Note: for experts, it is actually the expr command in a safe Tcl interpreter that reports errors.

Some typical error messaged are explained here (please request new entries as you see fit):

• syntax error in expression "...": variable references require preceding \$: means that probably some stray alphabet characters or an invalid mathematical function were left in the expression.
• syntax error in expression "...": premature end of expression: a closing parentheses may be missing.

### 3. Formatting

(to be implemented)

Operands integer values may be specified in decimal (the normal case), in octal (if the first character of the operand is 0), or in hexadecimal (if the first two characters of the operand are 0x).

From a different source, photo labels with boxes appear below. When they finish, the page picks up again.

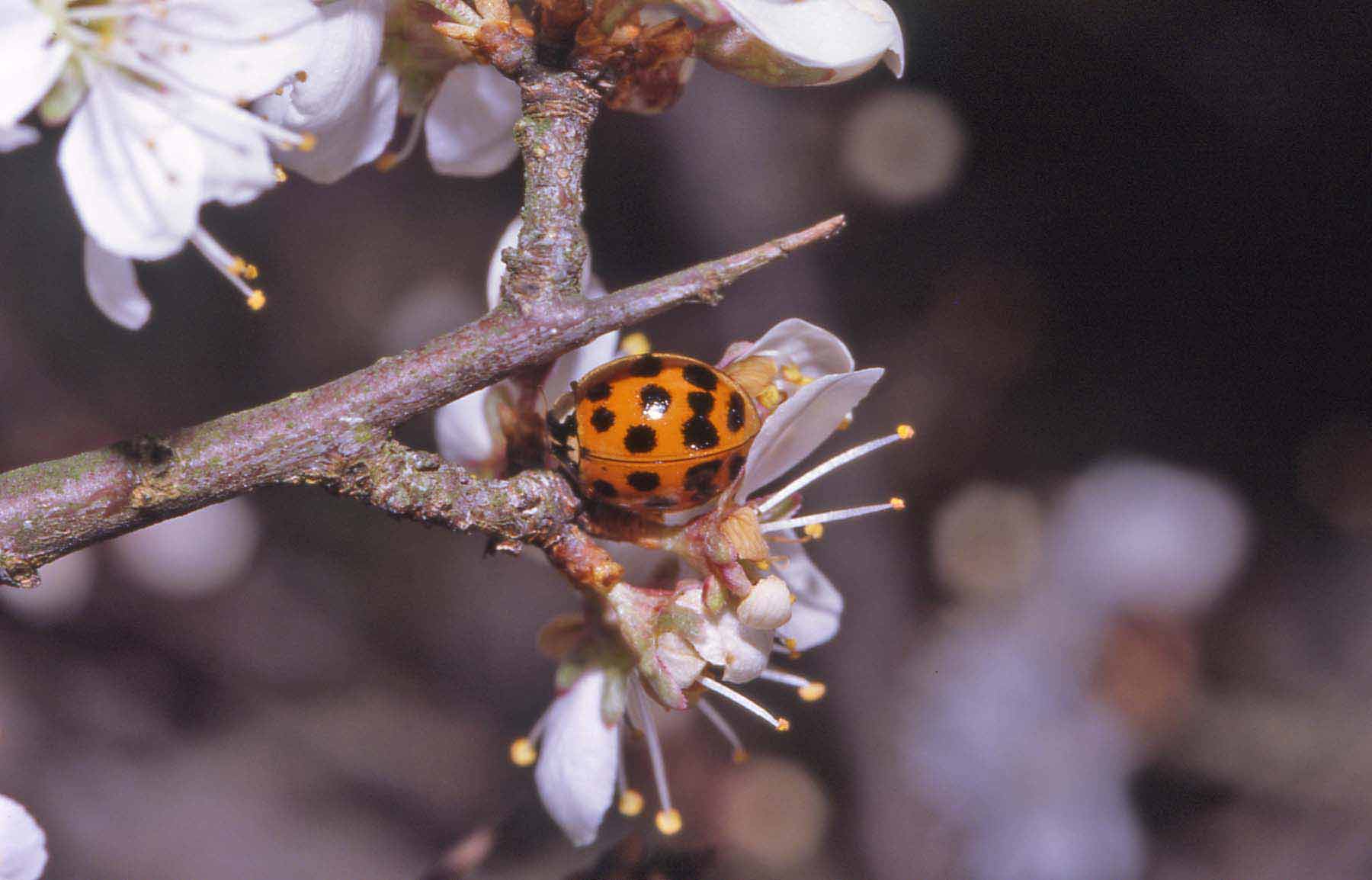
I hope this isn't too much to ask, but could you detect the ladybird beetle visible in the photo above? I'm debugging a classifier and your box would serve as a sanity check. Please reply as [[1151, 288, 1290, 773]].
[[547, 354, 761, 513]]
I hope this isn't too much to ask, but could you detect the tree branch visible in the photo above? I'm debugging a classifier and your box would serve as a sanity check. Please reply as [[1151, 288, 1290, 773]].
[[0, 217, 844, 586]]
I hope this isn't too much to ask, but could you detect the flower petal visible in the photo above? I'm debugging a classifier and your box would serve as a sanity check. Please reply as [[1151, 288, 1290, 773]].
[[123, 0, 324, 101], [424, 65, 520, 177], [738, 368, 883, 499], [719, 0, 906, 85], [58, 65, 204, 259], [730, 317, 854, 377], [534, 669, 620, 846], [772, 535, 844, 650], [85, 236, 152, 329], [0, 795, 48, 880], [0, 0, 72, 129], [0, 125, 38, 153], [434, 388, 504, 470], [255, 0, 401, 184]]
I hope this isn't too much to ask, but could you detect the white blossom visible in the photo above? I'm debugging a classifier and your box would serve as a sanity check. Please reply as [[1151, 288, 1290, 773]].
[[0, 0, 319, 328], [0, 795, 48, 880]]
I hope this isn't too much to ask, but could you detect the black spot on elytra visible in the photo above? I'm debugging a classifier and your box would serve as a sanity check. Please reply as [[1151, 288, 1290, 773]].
[[686, 391, 715, 416], [638, 384, 672, 422], [547, 413, 576, 446], [682, 458, 720, 501], [682, 364, 719, 391], [628, 354, 662, 379], [624, 422, 659, 454], [726, 391, 748, 434], [682, 416, 719, 449], [591, 406, 614, 434], [628, 471, 662, 492]]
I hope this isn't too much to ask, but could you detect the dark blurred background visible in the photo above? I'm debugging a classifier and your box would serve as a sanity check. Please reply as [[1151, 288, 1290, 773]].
[[0, 0, 1372, 880]]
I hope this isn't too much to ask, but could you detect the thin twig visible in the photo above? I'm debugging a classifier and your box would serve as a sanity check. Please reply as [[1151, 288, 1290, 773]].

Floating-point numbers may be specified in any of the ways accepted by an ANSI-compliant C compiler (except that the f, F, l, and L suffixes are not permitted). For example, all of the following are valid floating-point numbers: 2.1, 3., 6e4, 7.91e+16. If no numeric interpretation is possible, then it is an error and the result of the expression is ?.

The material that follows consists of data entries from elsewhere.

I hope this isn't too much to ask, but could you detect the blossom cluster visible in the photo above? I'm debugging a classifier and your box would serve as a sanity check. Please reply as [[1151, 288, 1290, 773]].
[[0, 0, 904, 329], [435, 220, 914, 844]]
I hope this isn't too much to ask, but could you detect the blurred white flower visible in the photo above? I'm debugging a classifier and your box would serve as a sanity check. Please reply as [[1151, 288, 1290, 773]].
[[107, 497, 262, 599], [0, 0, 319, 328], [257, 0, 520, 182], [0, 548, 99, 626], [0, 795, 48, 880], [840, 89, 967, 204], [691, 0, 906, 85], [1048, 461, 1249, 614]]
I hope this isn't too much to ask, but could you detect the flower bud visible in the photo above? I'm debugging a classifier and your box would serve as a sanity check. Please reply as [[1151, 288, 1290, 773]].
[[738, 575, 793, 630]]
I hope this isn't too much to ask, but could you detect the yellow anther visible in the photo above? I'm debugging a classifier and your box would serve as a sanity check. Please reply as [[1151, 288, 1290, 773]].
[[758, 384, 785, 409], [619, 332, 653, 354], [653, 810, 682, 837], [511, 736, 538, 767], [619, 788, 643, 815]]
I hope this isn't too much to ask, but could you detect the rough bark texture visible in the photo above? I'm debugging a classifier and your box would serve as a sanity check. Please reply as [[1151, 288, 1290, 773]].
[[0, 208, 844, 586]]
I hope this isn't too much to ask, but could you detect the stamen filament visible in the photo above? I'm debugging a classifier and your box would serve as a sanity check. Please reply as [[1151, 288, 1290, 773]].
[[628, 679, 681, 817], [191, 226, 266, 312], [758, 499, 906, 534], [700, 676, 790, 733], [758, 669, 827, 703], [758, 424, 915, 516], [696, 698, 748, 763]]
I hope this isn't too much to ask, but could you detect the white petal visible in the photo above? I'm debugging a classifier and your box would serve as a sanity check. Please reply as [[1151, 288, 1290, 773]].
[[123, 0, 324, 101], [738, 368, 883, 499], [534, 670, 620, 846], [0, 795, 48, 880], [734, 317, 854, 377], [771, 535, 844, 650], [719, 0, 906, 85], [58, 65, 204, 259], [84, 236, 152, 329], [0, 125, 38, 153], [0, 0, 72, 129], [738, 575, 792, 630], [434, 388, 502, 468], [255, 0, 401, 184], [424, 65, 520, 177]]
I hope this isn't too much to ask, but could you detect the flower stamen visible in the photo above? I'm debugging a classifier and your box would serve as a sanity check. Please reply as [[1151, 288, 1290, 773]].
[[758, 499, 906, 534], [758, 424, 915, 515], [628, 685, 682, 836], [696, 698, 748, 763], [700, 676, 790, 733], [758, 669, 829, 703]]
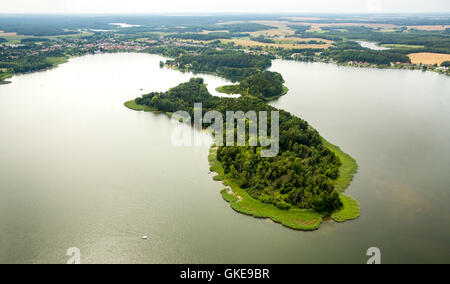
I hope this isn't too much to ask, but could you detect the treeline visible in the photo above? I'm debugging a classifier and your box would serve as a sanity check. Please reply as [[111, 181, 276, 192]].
[[323, 49, 411, 65], [218, 71, 287, 101], [167, 50, 272, 82], [251, 35, 275, 43], [145, 46, 207, 58], [0, 55, 53, 73], [303, 26, 450, 54], [20, 37, 50, 43], [168, 32, 250, 41], [136, 78, 342, 212]]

The following operator is also valid:

• x?y:z   if-then-else, as in C. If x evaluates to non-zero, then the result is the value of y. Otherwise the result is the value of z.

The following random functions are also supported in expressions:

• rand()   Returns a pseudo-random floating-point value in the range [0,1]. Each result from rand completely determines all future results from subsequent calls to rand. The seed of the generator is initialized from the internal clock of the machine or may be set with the srand function.
• srand(number)   The number, which must be an integer, is used to reset the seed for the random number generator of rand. Returns the first random number (see rand) from that seed.

Finally, for users fluent in the Tcl language, you may use all the features of the expr command, including strings as operands, as the formula text is directly passed to the expr command, after filling the values of the data cells of course.